An example is an “optical fiducial” design for client spacecraft to help satellite servicing spacecraft dock. That design is incorporated on OneWeb’s initial satellite constellation, he said, as well as a ferromagnetic docking plate.

“This is an emerging market, and thinking about putting technical standards into place is a really tricky thing without inhibiting innovation,” Anderson said. A step before technical standards, he argued, is the development of norms of behavior and best practices for safe operations of servicing satellites.
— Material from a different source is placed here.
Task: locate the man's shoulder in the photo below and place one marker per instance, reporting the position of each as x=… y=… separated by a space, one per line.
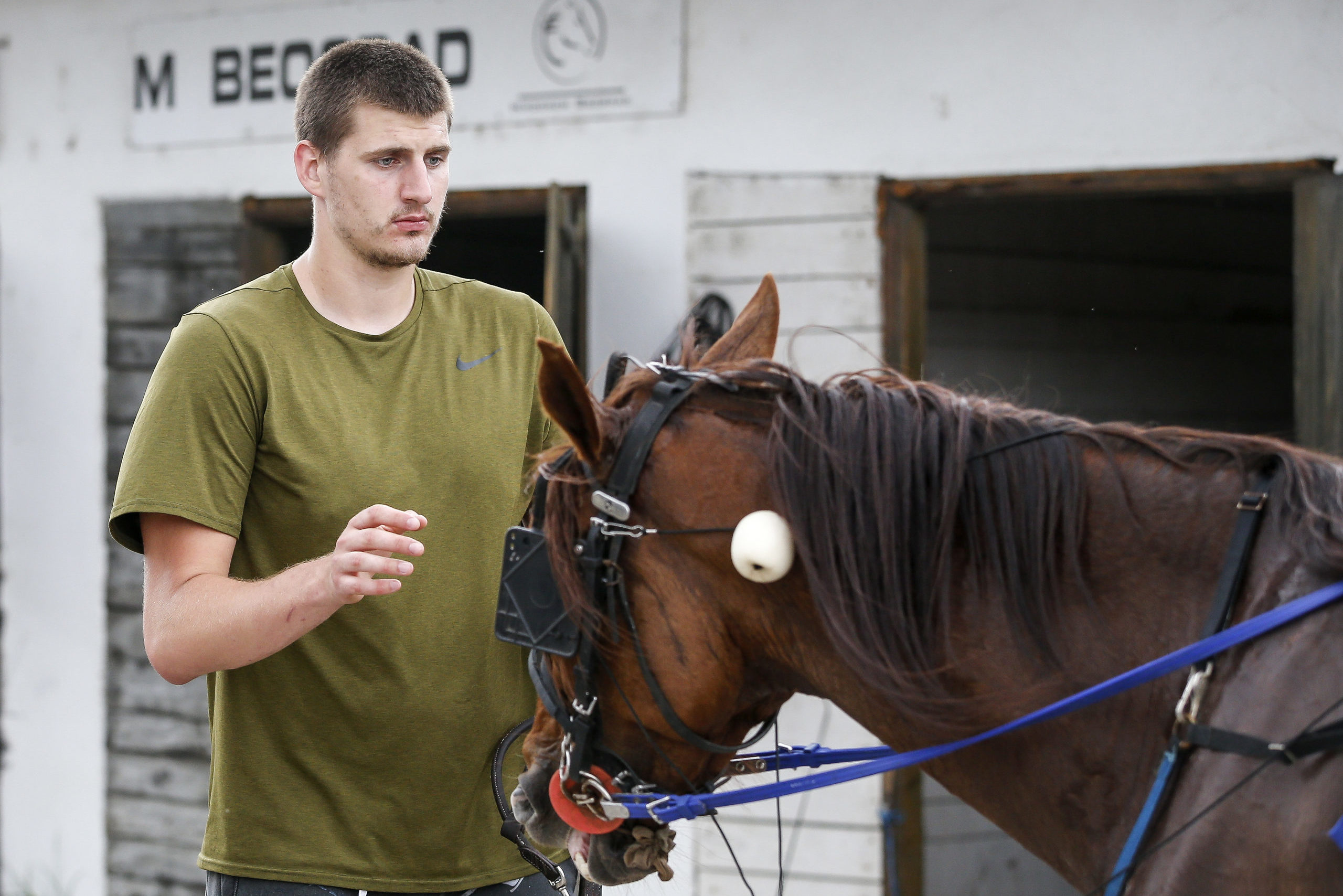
x=477 y=295
x=255 y=304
He added, though, that SpaceLogistics is thinking about technical standards, such as fiducials and refueling interfaces. “We want to grow this market, and some standards would help the market grow.”

The industry also has to consider what happens if something goes wrong in a satellite servicing activity. Ralph Dinsley, executive director of Northern Space & Security Ltd., discussed a “space law games” exercise that combined military war gaming with a moot-court exercise to examine what happened if a GEO satellite suffered a catastrophic failure after a successful servicing that affected a third party.

“The research has highlighted, more than anything else, that there is a proving an issue of proving causation,” he said. “There wasn’t a lack of law, but a lack of evidence.” He said it’s not clear there is existing technology that can provide sufficient evidence to show which party was at fault in a scenario like that.

He said his company is developing a “space accident investigation procedure” for such events, with the goal of developing standards acceptable in court, “because that is ultimately where things are going to be decided.”